The existing qiime2 interface has provided an incredible backbone for microbial ecology. However as more advance methods get developed, we will need to start thinking about how to adapt the types accordingly.
I think a good topic to consider discussing is introducing the concept of a FeatureTensor
, which can be subclassed similarly to the existing FeatureData
. But I think this will require careful discussion, since there are a number of possibilities to consider when representing these FeatureTensor
types in memory or on disk – tensors can become large very quickly. Namely, what are reasonable ways to store dense / sparse tensors? (i.e. pytables, sparse coo format, feather, xarray or zarr).

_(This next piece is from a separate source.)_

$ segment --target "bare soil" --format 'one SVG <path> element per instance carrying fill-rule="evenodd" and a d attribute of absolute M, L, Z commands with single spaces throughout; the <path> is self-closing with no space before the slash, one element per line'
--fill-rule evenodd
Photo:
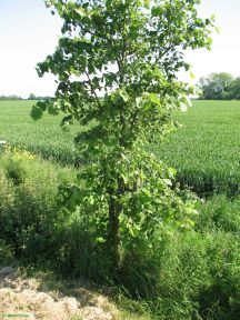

Incorporating statistical / ML methodologies has been difficult in qiime2, largely because it has traditionally required implementing new data types for the specific use-case. Solidifying a core data-type that can largely encapsulate these outstanding needs is critical in extending these ecosystem to ensure that statistical outputs can be produced by computationally intensive methods, and be readily consumed by other plugins.
Thoughts? @ebolyen, @thermokarst, @Nicholas_Bokulich, @fedarko, @cmartino, @wasade, @yoshiki, @dgiguer, @jwdebelius, @Mehrbod_Estaki, @SoilRotifer, @gibsramen, @gwarmstrong?